Video shows a loud, aggressive crowd surging toward the complex while security guards try ineffectually to beat it back. Ms. Sethi said people in the crowd jumped over the balcony of her ground-floor apartment and shattered a plate-glass door with a flower pot.
Ms. Sethi said she pulled her son from a glass-strewn bed and hid in the locked bathroom with her husband for an hour and a half, while the crowd ransacked her apartment.
“We were only thinking of saving our lives,” she said in an interview, sobbing, and displayed a heavy iron rod left in the apartment by one of the intruders. “They tried to show that they did not have rights. I feel that we do not have any human rights. We are the poor ones.”

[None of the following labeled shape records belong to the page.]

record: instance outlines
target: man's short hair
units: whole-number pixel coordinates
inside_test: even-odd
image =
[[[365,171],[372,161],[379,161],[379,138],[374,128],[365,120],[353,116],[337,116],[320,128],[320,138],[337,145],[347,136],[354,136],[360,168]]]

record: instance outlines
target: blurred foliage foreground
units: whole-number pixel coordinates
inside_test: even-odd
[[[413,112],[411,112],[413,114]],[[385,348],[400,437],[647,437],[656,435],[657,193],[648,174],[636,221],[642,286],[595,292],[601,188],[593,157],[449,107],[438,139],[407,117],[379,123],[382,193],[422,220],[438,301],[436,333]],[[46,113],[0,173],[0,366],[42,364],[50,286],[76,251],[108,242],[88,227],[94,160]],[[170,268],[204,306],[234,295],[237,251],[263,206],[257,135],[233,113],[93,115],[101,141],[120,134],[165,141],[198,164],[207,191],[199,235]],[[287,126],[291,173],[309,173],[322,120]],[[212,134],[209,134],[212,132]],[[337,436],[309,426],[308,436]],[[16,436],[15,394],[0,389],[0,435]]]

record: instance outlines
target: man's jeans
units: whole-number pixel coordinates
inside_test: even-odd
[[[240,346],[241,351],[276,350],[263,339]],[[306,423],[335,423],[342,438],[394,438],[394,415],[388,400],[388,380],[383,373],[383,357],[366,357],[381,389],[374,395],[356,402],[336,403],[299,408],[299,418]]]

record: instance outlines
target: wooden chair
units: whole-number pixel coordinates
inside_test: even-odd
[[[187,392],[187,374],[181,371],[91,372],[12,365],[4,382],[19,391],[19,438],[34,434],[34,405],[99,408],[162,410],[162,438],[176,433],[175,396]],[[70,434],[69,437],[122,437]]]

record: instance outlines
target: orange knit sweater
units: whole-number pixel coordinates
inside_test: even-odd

Ms. Sethi, 34, considers herself a benevolent boss.
“We worship them, because they are such an important part of our lives,” she said of the maids. “Hindus believe that if you are eating something and someone with an empty stomach is watching you eat, you cannot digest this food. We first feed them and then eat. I would give her tea before making her do her chores.”
But she has, she said, lost her faith in that bond. “I think they hate us,” she said of the maids. “There is a definite class divide. They hate us for the money, they wonder: ‘Why are they so well off, so rich? Why do they have everything?’ They envy us, and this is how it comes out.”
Ms. Bibi, the maid, had a different take on the relationship, saying Ms. Sethi had not paid her 3,500 rupees, or about $55, for the past two months, and had falsely accused her of stealing.
“Just because she has money, does she think she will get away with anything?” she said. “All over, everyone is listening to her, and nobody to me. Will she throw us in the garbage just because I am poor?”
Within hours, the conflict had drawn a bright line through the complex, which has 2,700 units, and the residents announced a decision to bar all servants from the complex. The Hindustan Times reported earnestly that “a large number of families ordered their food from outside on Wednesday and Thursday.”
“The point is that they must be taught a lesson,” said Mamta Pandey, 50. “If they can unite, why can’t we?”
Ms. Pandey said she now woke up an hour earlier to do chores, and was planning to buy “a wiper which is made with new-age technology” so she could more easily swab her floors. She said she “had a problem sitting and wiping the floor the traditional way.”